Gone with the Wind ran the gamut from lust to true love, from venom to violence. Later, To Kill a Mockingbird introduced the themes of rape and racism.
What our children read
In the early 1990s, my youngest son brought home several books which appalled me. One was Lord of the Flies. I didn’t storm up to the school and protest, but I felt some satisfaction in his pronouncement that he “hated” it. My very masculine, football star, rough-and-tumble son hated it along with a few others assigned that year. On the other hand, he adored Jane Eyre. One dealt with a dark side which few people (hopefully) experience. The other dealt with the struggles not uncommon to the population in general. (And as a side note, as an adult he reads mostly non-fiction, but he enjoyed my Penelope Pembroke cozy mysteries!)
My point for what it’s worth. . .
Again, my point is, we got the idea. We knew what the story was telling us, and it was the story which remained the focal point--not the unsavory details usually omitted but certainly understood. Today there seems to be less story than salacious content. Today writers believe (and with some truth) that their stories will not achieve any measure of success without these accompanying raw sentences and scenes.

The author assumes. . .
Does that belief do the readers a disservice? Have we no imagination? Will our minds not go beyond closed doors and fade-to-black scenes? Must everything be spelled out for us? Are we stupid?
In conclusion
My adopted mom used to say, “To each his own.” One of the kindest, least-judgmental people I’ve ever known, she didn’t spend time concerning herself with what other people did or said but rather with her own words and actions.
And that’s what I have to do--focus on what I write and how it’s perceived. I am only responsible for myself.

1 comment:

margaretskea said...

Well I haven't read enough American Literature to feel qualified to judge, but I do know that in the UK there is a growing perception that explicit is essential for our modern world. I too have had comments regarding the fact that I don't have any explicit sex or strong language in my books, but I make no apologies for that.

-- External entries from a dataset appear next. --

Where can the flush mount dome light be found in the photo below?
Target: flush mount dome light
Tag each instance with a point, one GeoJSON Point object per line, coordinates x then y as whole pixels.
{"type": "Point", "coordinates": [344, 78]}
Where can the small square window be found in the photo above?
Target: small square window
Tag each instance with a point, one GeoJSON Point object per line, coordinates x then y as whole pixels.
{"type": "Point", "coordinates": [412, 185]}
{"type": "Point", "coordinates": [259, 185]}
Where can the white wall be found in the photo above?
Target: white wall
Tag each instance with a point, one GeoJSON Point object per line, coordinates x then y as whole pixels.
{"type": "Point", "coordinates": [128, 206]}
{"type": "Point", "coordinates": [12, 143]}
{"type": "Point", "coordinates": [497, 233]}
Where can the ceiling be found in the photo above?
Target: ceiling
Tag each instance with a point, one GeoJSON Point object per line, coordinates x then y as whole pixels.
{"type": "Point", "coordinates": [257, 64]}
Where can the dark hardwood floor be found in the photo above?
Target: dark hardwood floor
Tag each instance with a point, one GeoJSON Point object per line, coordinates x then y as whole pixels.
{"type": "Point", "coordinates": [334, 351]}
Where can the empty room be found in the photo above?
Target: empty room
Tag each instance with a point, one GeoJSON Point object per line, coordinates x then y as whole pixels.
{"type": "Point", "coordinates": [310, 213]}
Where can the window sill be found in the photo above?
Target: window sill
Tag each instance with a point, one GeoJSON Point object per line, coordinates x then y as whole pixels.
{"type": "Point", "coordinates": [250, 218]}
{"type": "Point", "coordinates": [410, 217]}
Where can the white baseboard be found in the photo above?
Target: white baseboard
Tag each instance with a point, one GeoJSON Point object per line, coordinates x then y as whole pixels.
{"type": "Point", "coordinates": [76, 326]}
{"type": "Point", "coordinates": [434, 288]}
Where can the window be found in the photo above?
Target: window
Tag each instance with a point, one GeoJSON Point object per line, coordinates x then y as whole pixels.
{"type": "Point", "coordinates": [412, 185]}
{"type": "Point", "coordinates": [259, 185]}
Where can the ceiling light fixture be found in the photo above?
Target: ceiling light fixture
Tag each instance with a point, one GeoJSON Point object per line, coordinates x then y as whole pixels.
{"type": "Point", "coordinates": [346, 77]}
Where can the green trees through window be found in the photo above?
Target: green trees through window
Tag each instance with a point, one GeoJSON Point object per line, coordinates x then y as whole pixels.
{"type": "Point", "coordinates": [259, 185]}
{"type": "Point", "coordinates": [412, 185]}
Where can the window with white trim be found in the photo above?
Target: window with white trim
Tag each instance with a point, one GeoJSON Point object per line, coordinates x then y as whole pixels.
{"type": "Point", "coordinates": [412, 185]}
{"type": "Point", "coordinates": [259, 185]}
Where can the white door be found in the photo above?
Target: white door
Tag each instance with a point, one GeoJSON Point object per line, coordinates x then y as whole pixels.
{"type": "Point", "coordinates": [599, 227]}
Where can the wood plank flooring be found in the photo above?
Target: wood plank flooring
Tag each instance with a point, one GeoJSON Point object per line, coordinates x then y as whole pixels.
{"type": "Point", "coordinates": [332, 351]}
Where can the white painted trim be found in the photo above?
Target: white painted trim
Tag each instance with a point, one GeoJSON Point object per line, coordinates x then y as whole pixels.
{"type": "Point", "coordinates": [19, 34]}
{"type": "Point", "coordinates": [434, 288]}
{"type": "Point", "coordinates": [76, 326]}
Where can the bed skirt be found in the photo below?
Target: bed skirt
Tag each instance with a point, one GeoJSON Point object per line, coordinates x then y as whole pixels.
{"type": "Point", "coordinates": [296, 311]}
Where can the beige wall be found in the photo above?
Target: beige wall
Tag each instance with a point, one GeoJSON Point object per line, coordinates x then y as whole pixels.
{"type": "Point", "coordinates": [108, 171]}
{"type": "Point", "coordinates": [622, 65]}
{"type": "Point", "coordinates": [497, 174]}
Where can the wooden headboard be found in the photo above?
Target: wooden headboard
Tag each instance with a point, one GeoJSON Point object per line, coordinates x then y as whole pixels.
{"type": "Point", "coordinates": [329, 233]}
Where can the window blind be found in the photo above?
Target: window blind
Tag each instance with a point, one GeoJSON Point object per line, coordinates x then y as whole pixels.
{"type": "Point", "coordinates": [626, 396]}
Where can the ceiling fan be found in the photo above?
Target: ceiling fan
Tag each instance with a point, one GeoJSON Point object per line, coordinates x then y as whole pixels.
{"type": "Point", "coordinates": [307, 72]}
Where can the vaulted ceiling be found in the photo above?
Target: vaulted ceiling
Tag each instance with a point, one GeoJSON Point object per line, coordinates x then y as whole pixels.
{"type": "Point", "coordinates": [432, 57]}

In the case of strong launguage I believe it is a short hand way of expressing emotion, but that good writing can convey as much strength of feeling without coarse language. Ditto with sex (or for that matter, abuse) - we do not need to see it happening for the reader to understand the underlying emotions and desires, good or bad.

I do not shy away from difficult issues, but I hope I deal with them sensitively and in a way that presents an appropriate moral message without being 'preachy'. That is my aim, and I'm not ashamed of it. I want to write secular stories that anyone from 12 to 112 can read and which won't defile. So I whole-heartedly endorse the cartoon with which this article ends - Go hook yourself a clean read.